Sunday, July 11, 2010

some people cant help but be stupid (ranting a bit)

so i got this comment on my birthday blowjob post:
Please stop barebacking. Please you are 21, sex is nothing. you are trying to fill a void in your heart with sex. You will regret seeking out sex acts that only lead to death. You will find yourself dieing alone with no true relationships. because everyone will only have shallow knowledge of you. Please stop now.
Save your self its never to late even if you are POZ
To explain why this comment is retarded i must first tell you a fun story about this morning. People from the Compound (a large overtly brainwashing baptist church/baptist college in Lancaster) were trying to save my soul like the creature who posted the above comment. My mom had just headed out as well as my bud and i was home alone shining my boots. They knocked at the door and i decided that instead of getting rid of them id talk to them and actually get the churchs opinion on things. I asked her about tattoos and she said they were like getting graffiti on the temple, that it cheapened the vesel. I asked about the view of tattoos as grafiti or murals. This went on for about 20 minutes untill i hit the brick wall.

Im a fairly open minded person, I dont care that you beleive in your religion, you have the right to express it and the right to attempt to influence the decisions of others. You also have the right to leave the religion if you dislike it (one of the reasons i hate Scientology to the degree i do). But some people are just too stupid. This woman could not do abstract thought or see life for the shades of grey it is. She was more upset at my tattoos than the devil clock on the wall.

I also am not a moral relativist. All things must be judged on even footing, however that footing is not black and white. Which leads me to this comment. This moral Asshat does not see the shades of grey in what is going on. I may be seeking out hookups, but clearly he does not see that i dont hook up that much. IN fact i rarely have penetrative sex. 90% of my sex comes from play, such as tying people up, clip play, CBT and other forms of torture. Fucking, sucking while it feels good, is the lesser part of the hookup. Maybe thats why women like me, im more about the foreplay than the main event.

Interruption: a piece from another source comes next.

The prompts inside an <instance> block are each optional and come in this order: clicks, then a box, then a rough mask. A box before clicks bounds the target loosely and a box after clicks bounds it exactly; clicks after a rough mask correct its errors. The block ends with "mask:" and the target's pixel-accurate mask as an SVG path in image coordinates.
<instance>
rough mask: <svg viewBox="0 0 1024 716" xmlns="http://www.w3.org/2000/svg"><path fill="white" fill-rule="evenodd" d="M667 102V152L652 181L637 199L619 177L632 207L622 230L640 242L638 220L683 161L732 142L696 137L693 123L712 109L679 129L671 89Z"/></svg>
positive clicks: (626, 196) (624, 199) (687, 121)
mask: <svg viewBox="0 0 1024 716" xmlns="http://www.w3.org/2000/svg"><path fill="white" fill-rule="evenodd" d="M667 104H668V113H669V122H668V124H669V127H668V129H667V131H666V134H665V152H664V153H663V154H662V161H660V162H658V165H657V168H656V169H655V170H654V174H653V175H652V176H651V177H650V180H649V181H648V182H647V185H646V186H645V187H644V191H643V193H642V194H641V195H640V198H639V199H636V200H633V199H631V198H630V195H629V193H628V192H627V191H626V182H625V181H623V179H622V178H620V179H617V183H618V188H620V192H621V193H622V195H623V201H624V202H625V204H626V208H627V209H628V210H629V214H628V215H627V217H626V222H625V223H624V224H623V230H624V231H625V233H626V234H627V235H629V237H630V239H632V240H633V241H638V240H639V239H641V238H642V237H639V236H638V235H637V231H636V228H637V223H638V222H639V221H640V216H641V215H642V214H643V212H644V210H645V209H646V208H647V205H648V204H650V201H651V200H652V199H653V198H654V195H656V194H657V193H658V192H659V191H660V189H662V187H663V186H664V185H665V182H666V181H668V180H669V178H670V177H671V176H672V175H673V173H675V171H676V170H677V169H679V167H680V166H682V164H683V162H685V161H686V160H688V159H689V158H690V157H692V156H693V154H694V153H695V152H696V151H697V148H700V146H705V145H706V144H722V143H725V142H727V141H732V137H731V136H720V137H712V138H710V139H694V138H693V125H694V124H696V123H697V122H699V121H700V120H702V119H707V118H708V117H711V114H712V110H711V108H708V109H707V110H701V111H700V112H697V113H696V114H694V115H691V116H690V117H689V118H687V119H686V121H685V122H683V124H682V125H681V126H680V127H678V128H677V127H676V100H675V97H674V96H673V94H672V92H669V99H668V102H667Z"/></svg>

But when i do choose to fuck or get fucked, suck or get sucked i do it not out of sheer horniness (ok it does happen alot) but out of people id be cool to chill with. Even if its a shallow knowledge of people id prefer to know the person and have something in common. Ive already had enough anonymous sex in my life, its time for me to have sex on my terms with people of my choosing and to say that you can know my intentions or influence my actions by saying that retarded selfrichous bullshit that you just wrote makes me sad as fuck for the life you must lead. My life right now is better than it has been in a long time, barebacking is less than 1% of my life, and to judge 99% by the 1% is a cold way to judge.



Have fun being a shitbag.

4 comments:

Anonymous said...

From a non-shitbag: bravo!

Especially like the part about how you prefer to have sex with people you'd like to chill with. That's depressingly unusual, and I've been called a "prude" for having the same attitude (I'm a little stricter about it...I DON'T like having sex with anyone I WOULDN'T chill with).

An excellent response to the (no doubt well-intentioned) commenter you refer to.

--Christopher

Anonymous said...

I read the guy's comment and just wondered what the fuck he's doing here in the first place. It's not too difficult to discern the gist of the page.

If he doesn't bother reading the posts, the 'weaponized semen' (my new favorite) should be a dead give-away.

I for one was hoping you'd bent the medic over the exam table and squirted a nice thick load in his hole for him to enjoy while he went to lunch.

Given the response you got later, you may still get the chance.

Seaguypnp said...

What does this person feel they have been anointed to visit blogs and try to save anyone who barebacks. Pathetic they need to get a fucking life and butt out!

Bi Slut in big D said...

Couldn't agree more. I'm of the belief that "religion" is evil. FAITH however is a personal journey and it's intimate with whoever your higher power happens to be. I was raped repeatedly by my pastor. The bastard used to get dressed afterward, make me stay naked with his load dripping out of me, while he prayed to "his" God to save my soul. Now that was fucked up. In recent years, I have begun to repair my relationship with my higher power. It's come through treament for my addiction(s), and it is tenuous at best.

I have to take all CHURCH with a grain of salt. It's a political subdivision to me, nothing more. FAITH doesn't exist in Church as far as I'm concerned.